If your focus is on unrelated areas such as image processing or speech recognition, where chain-of-thought reasoning in LLMs does not directly play a role. For projects requiring immediate practical coding implementations — this repository primarily focuses on research and theoretical underpinnings rather than ready-to-use software libraries or codebases In scenarios necessitating alternative approaches to language model training which do not emphasize step-by-step reasoning, such as models trained purely for pattern recognition without emphasis on a what_is_missing
Is DeepSeek-R1 or Chain-of-ThoughtsPapers more popular on GitHub?
DeepSeek-R1 has more GitHub stars (91,991 vs 2,106). Stars measure visibility, not whether either tool fits your constraints.
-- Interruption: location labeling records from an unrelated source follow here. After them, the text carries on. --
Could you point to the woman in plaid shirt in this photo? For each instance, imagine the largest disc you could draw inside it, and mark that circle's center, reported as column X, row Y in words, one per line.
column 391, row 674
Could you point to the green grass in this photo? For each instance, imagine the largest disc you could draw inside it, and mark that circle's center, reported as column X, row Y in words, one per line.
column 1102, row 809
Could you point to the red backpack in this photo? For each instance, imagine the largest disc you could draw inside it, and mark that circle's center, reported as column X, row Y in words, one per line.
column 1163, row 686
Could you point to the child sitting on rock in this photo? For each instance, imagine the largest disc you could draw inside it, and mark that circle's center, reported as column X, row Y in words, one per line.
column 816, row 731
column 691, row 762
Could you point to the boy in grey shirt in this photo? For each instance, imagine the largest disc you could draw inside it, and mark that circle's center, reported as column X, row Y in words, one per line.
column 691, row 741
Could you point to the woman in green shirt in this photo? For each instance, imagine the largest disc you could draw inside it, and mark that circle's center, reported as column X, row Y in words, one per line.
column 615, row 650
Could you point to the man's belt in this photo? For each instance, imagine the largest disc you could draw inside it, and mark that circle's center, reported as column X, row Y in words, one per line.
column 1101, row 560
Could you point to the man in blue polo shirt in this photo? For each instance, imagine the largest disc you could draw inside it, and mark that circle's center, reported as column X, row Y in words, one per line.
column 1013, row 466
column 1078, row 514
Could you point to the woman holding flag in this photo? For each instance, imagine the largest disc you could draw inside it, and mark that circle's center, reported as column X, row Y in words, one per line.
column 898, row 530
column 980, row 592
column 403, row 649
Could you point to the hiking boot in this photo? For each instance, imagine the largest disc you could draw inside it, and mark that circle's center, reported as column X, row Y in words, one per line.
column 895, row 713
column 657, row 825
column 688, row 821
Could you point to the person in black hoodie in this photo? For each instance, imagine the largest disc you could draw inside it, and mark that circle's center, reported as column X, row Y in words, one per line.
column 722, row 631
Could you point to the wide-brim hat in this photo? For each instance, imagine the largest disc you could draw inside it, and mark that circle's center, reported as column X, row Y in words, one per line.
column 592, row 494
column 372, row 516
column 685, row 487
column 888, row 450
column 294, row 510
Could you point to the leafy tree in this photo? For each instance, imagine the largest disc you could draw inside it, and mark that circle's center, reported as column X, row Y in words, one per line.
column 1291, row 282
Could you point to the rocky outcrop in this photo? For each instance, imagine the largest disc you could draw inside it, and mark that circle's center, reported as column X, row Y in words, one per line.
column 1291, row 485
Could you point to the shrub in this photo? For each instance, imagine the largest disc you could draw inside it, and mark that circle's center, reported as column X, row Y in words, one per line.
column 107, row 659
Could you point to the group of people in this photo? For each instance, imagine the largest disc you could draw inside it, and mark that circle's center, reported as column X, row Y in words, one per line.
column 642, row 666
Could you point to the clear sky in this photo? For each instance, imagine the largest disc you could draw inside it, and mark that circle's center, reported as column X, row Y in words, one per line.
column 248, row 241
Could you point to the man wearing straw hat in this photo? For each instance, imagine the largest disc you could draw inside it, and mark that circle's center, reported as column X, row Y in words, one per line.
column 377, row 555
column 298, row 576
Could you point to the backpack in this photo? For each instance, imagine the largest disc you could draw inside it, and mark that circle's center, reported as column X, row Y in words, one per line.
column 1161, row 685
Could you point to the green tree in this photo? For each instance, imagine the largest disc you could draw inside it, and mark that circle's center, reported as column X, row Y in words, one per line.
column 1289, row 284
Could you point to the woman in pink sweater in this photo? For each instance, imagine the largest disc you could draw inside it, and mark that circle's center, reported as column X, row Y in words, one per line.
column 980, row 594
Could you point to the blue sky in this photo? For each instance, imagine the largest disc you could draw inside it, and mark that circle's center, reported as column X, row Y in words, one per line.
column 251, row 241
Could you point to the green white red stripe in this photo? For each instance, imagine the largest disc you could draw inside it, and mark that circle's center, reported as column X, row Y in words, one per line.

Are DeepSeek-R1 and Chain-of-ThoughtsPapers open source?
Yes - both are open-source projects on GitHub.
Where can I find alternatives to DeepSeek-R1 or Chain-of-ThoughtsPapers?
GraphCanon lists graph-backed alternatives at DeepSeek-R1 alternatives and Chain-of-ThoughtsPapers alternatives (DeepSeek-R1 markdown twin, Chain-of-ThoughtsPapers markdown twin), ranked by typed relationship edges rather than popularity votes.
Is there a machine-readable version of this comparison?
Yes. The markdown twin at this comparison mirrors this page for agents and LLM crawlers, with the same stats table and FAQ answers.
Which is better maintained, DeepSeek-R1 or Chain-of-ThoughtsPapers?
DeepSeek-R1: Dormant. Chain-of-ThoughtsPapers: Archived. Compare maintenance labels, days since push, and release cadence in the trust section below - stars alone do not measure maintenance.
Where are the full trust reports for DeepSeek-R1 and Chain-of-ThoughtsPapers?
GraphCanon publishes per-repo trust reports with dated maintenance, provenance, and scan summaries: DeepSeek-R1 trust report; Chain-of-ThoughtsPapers trust report.